Les lettres de George Sand à Sainte-Beuve, les dernières publiées, ne laissent plus de doute sur la mauvaise fortune de Planche. En juillet 1833, dans la crise de solitude qui la prépare à son nouvel amour, elle écrit: «Je sais qu'il vaut moins que vous qui l'excusez et mieux que la plupart de ceux qui le condamnent. On le regarde comme mon amant, on se trompe. Il ne l'est pas, ne l'a pas été et ne le sera pas32.» Mieux encore, à peine est-elle éprise de Musset que son ami Planche l'ennuie: «Planche a passé pour être mon amant, peu m'importe. Il ne l'est pas. Il m'importe beaucoup maintenant qu'on sache qu'il ne l'est pas, de même qu'il m'est parfaitement indifférent qu'on croie qu'il l'a été.... J'ai donc pris le parti très pénible pour moi, mais inévitable, d'éloigner Planche.
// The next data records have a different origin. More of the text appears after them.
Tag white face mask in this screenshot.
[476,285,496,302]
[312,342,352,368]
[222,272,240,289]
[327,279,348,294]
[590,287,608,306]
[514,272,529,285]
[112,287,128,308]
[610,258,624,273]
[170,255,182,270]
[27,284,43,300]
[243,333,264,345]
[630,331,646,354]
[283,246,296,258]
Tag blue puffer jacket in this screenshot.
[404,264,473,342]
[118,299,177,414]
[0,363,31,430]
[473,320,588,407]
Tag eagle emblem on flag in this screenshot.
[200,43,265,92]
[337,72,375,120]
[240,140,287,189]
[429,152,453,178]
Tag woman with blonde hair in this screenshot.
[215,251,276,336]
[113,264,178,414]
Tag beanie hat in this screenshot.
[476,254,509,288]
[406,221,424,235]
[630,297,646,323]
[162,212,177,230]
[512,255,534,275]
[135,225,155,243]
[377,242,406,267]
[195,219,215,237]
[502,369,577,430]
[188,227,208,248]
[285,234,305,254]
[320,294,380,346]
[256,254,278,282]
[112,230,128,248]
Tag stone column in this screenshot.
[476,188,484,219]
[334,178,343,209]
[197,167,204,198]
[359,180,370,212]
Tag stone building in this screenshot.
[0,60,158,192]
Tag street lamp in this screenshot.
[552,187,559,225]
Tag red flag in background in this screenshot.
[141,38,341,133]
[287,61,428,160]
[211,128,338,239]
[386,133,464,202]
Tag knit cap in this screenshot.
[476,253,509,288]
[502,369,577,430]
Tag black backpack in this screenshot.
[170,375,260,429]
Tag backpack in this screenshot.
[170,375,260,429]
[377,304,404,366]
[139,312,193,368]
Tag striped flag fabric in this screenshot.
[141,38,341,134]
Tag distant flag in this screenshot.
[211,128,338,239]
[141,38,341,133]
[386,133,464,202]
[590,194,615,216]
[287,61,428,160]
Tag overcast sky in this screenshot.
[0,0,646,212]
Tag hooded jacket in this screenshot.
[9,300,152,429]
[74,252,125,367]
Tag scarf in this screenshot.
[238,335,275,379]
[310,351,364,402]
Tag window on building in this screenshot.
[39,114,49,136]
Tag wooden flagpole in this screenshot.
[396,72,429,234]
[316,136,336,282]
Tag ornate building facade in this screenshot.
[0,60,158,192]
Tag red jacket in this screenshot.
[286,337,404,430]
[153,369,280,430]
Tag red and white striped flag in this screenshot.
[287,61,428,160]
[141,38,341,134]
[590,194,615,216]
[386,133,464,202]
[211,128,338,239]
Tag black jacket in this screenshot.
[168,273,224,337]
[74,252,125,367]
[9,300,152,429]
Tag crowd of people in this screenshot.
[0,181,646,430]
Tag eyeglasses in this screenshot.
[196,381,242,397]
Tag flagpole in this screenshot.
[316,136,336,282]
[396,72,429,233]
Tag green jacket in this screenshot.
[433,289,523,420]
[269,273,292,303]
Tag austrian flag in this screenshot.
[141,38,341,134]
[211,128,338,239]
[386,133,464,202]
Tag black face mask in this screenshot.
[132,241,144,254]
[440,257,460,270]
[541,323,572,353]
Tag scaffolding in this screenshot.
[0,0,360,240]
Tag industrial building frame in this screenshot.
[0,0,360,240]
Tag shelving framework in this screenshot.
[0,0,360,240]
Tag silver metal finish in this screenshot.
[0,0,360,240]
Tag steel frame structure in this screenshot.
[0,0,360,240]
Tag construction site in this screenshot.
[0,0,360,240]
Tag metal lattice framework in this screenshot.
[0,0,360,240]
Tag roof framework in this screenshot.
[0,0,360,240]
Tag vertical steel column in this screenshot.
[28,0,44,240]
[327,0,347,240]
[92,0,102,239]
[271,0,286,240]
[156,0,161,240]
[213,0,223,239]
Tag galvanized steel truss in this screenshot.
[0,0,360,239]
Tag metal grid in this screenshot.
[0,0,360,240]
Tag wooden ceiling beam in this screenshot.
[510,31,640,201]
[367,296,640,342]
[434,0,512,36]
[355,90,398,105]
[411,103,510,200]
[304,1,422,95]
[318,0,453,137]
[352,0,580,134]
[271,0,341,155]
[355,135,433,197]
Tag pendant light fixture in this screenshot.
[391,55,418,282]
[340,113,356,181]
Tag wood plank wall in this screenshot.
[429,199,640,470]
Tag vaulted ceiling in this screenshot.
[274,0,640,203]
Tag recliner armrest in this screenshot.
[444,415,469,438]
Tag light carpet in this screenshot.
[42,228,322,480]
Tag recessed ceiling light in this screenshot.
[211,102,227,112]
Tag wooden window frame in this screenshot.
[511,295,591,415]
Nous nous sommes expliqués franchement et affectueusement à cet égard, et nous nous sommes quittés en nous donnant la main, en nous aimant du fond du coeur et en nous promettant une éternelle estime33.»
Note 32: (retour) Revue de Paris, du 15 novembre 1896, p. 284.
Note 33: (retour) Revue de Paris, 15 novembre 1896, p. 289.
Ainsi l'existence de George Sand n'allait pas sans complications, quand elle rencontra Musset.